Macaristan tecrübesini hafife almışız
Aşağıdaki yazıyı yedi sekiz ay kadar önce kaleme almış ama birtakım sebepler yüzünden yayımlamamıştım. Bu sebeplerin ilki galiba o sıralarda gündemin bir anda değişmesi ve başka bir konuya...

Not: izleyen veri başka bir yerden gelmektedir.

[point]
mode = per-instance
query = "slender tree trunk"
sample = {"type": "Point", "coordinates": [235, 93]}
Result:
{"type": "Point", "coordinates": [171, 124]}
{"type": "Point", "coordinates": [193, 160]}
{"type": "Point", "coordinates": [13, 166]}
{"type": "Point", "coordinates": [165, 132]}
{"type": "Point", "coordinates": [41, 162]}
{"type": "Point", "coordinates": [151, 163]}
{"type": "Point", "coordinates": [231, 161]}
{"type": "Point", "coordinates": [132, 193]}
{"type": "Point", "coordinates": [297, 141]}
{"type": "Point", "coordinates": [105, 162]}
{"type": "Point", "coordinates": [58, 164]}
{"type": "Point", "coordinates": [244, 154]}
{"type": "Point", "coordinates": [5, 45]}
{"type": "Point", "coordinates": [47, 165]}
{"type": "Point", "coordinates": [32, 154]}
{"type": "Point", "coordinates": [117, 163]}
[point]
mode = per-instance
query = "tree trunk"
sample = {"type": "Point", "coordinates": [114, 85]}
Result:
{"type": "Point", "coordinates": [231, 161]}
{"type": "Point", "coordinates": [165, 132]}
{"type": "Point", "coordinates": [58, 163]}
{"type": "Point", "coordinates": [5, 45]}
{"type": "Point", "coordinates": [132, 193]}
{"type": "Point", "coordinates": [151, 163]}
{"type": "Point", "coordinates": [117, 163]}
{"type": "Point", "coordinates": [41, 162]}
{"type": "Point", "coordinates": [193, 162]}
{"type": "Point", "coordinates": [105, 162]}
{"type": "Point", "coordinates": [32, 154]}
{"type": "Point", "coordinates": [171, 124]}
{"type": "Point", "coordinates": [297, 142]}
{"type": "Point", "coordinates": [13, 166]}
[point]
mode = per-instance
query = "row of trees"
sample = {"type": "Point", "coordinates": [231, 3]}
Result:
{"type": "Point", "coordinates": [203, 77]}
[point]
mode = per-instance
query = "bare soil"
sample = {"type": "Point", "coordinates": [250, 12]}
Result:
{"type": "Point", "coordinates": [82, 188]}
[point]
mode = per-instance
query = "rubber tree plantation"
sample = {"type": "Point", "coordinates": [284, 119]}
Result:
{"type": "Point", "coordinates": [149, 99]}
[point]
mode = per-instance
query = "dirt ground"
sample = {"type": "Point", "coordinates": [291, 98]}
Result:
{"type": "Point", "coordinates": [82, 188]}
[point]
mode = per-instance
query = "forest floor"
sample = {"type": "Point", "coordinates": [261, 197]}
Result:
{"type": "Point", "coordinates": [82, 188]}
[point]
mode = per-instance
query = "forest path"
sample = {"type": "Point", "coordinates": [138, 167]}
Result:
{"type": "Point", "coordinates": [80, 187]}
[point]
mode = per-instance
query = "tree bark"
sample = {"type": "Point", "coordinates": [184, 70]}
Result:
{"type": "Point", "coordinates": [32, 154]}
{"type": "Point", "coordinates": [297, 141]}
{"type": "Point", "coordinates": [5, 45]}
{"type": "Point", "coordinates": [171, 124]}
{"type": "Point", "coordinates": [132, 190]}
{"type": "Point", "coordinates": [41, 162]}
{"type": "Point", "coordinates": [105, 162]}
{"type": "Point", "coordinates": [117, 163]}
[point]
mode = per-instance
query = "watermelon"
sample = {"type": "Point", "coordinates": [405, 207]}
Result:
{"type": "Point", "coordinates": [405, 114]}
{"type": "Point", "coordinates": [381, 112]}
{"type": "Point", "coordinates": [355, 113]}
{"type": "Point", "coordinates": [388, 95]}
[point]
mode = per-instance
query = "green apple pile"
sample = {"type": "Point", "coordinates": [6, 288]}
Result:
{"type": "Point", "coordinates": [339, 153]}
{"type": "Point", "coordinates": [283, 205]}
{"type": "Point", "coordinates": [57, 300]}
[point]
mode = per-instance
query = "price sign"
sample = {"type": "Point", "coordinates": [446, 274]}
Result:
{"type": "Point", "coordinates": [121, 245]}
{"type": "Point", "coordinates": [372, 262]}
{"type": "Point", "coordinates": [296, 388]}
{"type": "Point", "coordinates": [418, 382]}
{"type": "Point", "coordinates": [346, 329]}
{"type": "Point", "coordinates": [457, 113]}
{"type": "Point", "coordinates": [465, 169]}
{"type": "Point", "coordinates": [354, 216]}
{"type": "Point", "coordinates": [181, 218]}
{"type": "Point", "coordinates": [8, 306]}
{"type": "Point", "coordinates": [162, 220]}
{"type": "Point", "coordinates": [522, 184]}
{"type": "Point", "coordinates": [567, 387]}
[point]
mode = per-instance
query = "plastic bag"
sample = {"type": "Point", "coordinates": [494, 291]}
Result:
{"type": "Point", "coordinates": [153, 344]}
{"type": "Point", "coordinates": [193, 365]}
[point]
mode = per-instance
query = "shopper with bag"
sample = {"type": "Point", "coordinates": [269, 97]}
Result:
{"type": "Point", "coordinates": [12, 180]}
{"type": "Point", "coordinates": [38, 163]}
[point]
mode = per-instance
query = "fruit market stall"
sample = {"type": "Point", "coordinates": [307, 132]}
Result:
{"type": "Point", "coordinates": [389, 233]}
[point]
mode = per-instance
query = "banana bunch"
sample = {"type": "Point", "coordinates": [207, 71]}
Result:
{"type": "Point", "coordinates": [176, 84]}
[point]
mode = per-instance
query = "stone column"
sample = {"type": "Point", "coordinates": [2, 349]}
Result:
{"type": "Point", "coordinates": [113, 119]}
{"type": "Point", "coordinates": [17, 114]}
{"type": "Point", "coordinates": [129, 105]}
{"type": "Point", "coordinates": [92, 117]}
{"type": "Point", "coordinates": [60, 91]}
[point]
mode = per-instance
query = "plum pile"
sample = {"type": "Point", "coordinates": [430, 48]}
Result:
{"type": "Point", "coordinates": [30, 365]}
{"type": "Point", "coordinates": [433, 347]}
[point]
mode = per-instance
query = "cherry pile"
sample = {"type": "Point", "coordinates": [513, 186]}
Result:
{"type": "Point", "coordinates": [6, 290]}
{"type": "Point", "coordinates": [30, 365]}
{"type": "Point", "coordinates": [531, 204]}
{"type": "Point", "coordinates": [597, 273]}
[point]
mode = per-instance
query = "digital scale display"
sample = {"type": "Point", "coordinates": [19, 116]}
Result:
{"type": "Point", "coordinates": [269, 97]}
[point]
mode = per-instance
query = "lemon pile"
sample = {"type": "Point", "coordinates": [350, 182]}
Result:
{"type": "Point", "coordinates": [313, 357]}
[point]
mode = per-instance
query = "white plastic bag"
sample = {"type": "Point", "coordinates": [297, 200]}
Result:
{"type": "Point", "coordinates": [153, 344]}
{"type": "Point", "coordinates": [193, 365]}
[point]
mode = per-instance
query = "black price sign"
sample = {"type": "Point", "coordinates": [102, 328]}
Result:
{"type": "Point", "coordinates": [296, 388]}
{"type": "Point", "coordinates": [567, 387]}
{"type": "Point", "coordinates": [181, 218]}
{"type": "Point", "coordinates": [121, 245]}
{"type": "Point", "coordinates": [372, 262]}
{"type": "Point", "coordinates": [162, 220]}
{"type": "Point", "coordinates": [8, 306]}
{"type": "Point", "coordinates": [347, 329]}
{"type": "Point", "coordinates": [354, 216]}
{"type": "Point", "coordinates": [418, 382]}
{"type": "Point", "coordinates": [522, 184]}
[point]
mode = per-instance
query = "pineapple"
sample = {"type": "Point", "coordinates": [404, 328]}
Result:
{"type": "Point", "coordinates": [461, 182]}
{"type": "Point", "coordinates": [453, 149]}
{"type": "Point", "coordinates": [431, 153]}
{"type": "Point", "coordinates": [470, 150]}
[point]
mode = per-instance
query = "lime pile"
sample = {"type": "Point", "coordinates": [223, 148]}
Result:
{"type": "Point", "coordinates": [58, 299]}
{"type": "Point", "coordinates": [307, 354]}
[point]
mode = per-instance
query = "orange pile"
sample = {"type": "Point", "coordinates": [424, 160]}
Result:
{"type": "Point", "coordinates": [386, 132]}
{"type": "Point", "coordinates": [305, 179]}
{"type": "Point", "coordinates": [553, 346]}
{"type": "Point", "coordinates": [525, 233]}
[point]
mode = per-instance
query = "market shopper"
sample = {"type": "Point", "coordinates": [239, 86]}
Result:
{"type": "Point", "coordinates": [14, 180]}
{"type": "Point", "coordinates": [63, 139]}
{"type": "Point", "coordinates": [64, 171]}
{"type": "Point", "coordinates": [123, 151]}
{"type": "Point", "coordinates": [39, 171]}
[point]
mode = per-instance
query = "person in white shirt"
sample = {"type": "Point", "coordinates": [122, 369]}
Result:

Aşağıdaki yazıyı yedi sekiz ay kadar önce kaleme almış ama birtakım sebepler yüzünden yayımlamamıştım. Bu sebeplerin ilki galiba o sıralarda gündemin bir anda değişmesi ve başka bir konuya eğilme zaruretiydi. Ancak bu ertelemenin asıl sebebi yanlış anlaşılma endişesiydi. Gazete yazarı kimliğiyle buradaki eleştiri ve uyarıları ifade etmenin maksadı doğru anlaşılmayabilirdi. Artık yanlış anlaşılacak bir durum kalmadığı için “aslında buraya nereden ve nasıl geldiğimizi” bir kez daha hatırlatmak üzere o yazıyı şimdi paylaşmak istedim...
***
Geçtiğimiz aylarda Macarların popülist başbakanı Orban’ın altı partili muhalefet ittifakına karşı kazandığı seçim zaferi Türkiye’de de gündem olmuştu. Macaristan seçiminin bu derecede ilgimizi çekmesini daha çok iki ülke liderleri arasındaki benzerliklere bağlayarak şunları yazmıştım o zaman:
“Macar Başbakanı Orban popülist politikalarıyla bütün dünyanın dikkatini çeken bir siyasi figür olarak zaman zaman bizim cumhurbaşkanına benzetiliyor. O da tıpkı Erdoğan gibi sık sık özellikle Batı kamuoyunun tepkisine yol açan birtakım açıklamalar yapıyor. Ülkesindeki muhalefete, basına ve sivil topluma karşı sert önlemlere...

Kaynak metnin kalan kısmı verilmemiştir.